Sunday, April 11, 2010

When the gods come down from Mount Olympus,

they end up in People, Us, Star, and Entertainment Weekly.

Tiger Woods is playing the Masters Golf Tournament right now. I would personally rather watch paint dry than watch golf, so Mr. Woods' latest adventures are not of real interest to me. But his Nike rehabilitation is genius. Not Tiger's genius: Nike's genius. Straight out of the psyche and right into our hearts and minds.

Jungian Shrink-ology
There are two kinds of male gods on Mount Olympus. Three of them are father gods, mature men: Zeus, Poseidon, and Hades. You will note that Poseidon and Hades don't really visit Olympus much. They prefer their own home and rule their own realm. How many alpha-alphas in the castle? Answer: only one. One big one.

Then there are the sons: Apollo, the scholar, athlete, poet, musician, and knower of secrets, e.g. intelligence-gathering. This is the son of whom Zeus was proud. The rest of them he had less-important or more-conflicted relationships with: Haephaestus, that knows how to do everything mechanical but not how to beguile a woman. Dionysos, who knows how to party, let loose, destroy. And Ares, the warrior, irresistible to women, with two good arenas but maybe not a lot of versatility.

Tiger Woods has always been Apollo: the golden one, loved by his father, disciplined, self-contained, intelligent, a star athlete. His swing is 'poetry in motion'. And all that.

But the recent scandal has him cast as Zeus the philanderer, transforming himself into unrecognizable shapes to attract the world's nymphs and babes. His wife certainly has the Hera role. The wife of Zeus always cries alone, and then sets out to wreak vengeance. Generally she does this through intermediaries, such as monsters, tittle-tattlers, escalators. You know: the press and public opinion.

But then the ad casts Tiger as a son again. He looks a little like a scolded boy, except neatly dressed in Nike clothes, listening to his father's highly moral words. Those words are all about forgiveness and lessons learned--Christian words. He's still stoic, still self-contained, which works for both paradigms.

Yet it's mostly mythic. Tiger is still a knower of secrets, an athlete. It casts him as Apollo in a black and white world. Apollo is the god of the sun. Do you see how colorless the world is when Apollo must hide his light, go into seclusion, accept judgement? Wow. They couldn't have done any better.


Nike is named for Nike Apteros, another name for Athena, the woman-child of Zeus' brain. She was a maker of war, a weaver, poet, strategist, the goddess of female intelligence.  She is not Apollo's twin--she is Apollo's match.

It's almost as if Zeus asked his favorite daughter to rehabilitate his favorite son.
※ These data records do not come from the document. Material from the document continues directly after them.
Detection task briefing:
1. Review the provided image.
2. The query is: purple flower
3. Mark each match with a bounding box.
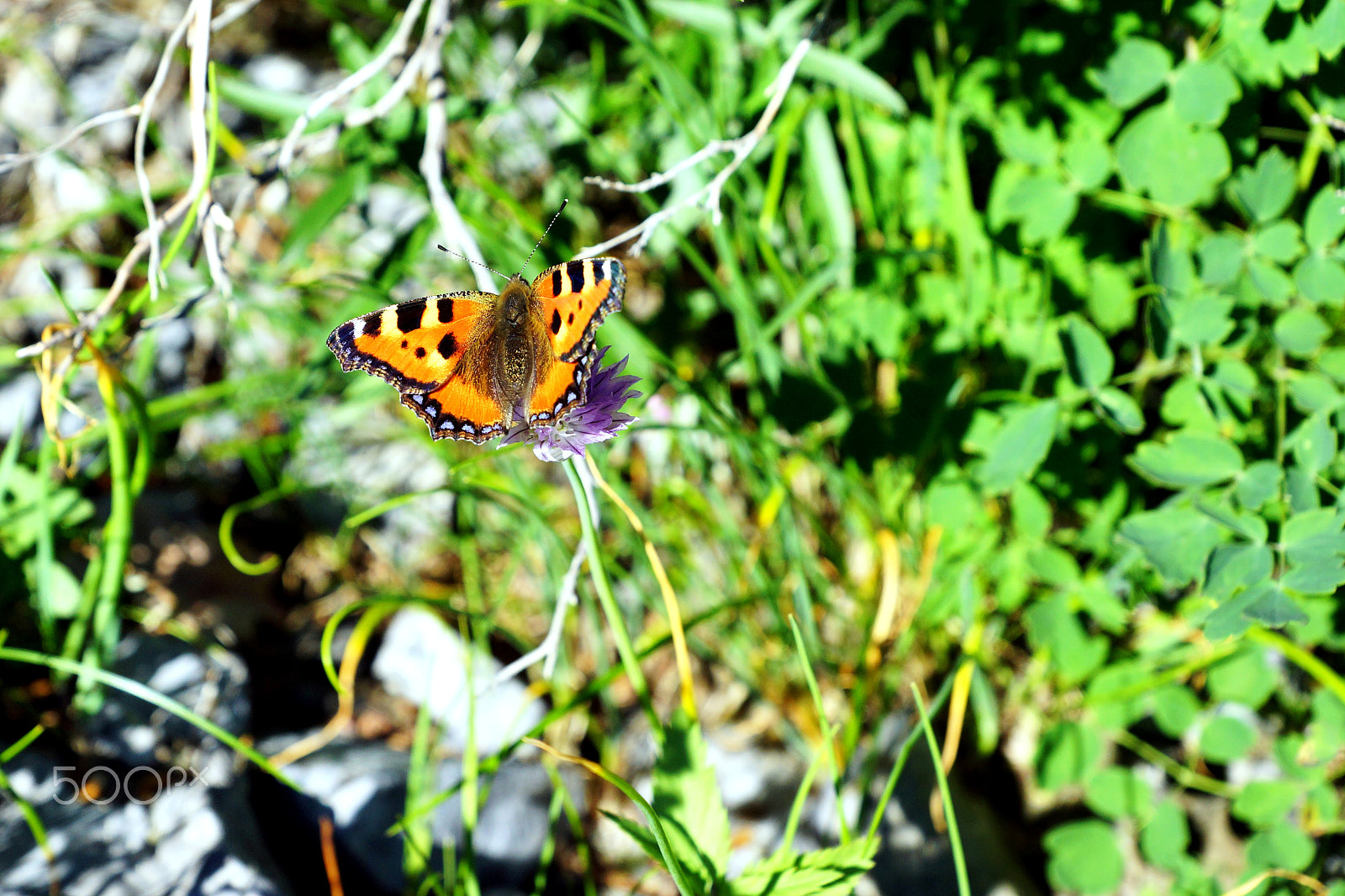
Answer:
[500,347,641,460]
And being the efficient goddess she is, she wove a powerful tapestry that works for our pagan and Christian moral sensibilities, casting a King of the Golf World, a Zeus of the player's circuit, back into the position of everyone's favorite, the Apollo of the fairways.

Unbelievably adroit. I see it with my own eyes. They are going to pull it off.

This essay was inspired by the comment discussion from this post at The Things Worth Believing In.
For the archetypes, Jean Shimoda Bolen, Gods in Everyman, a book I read a long time ago.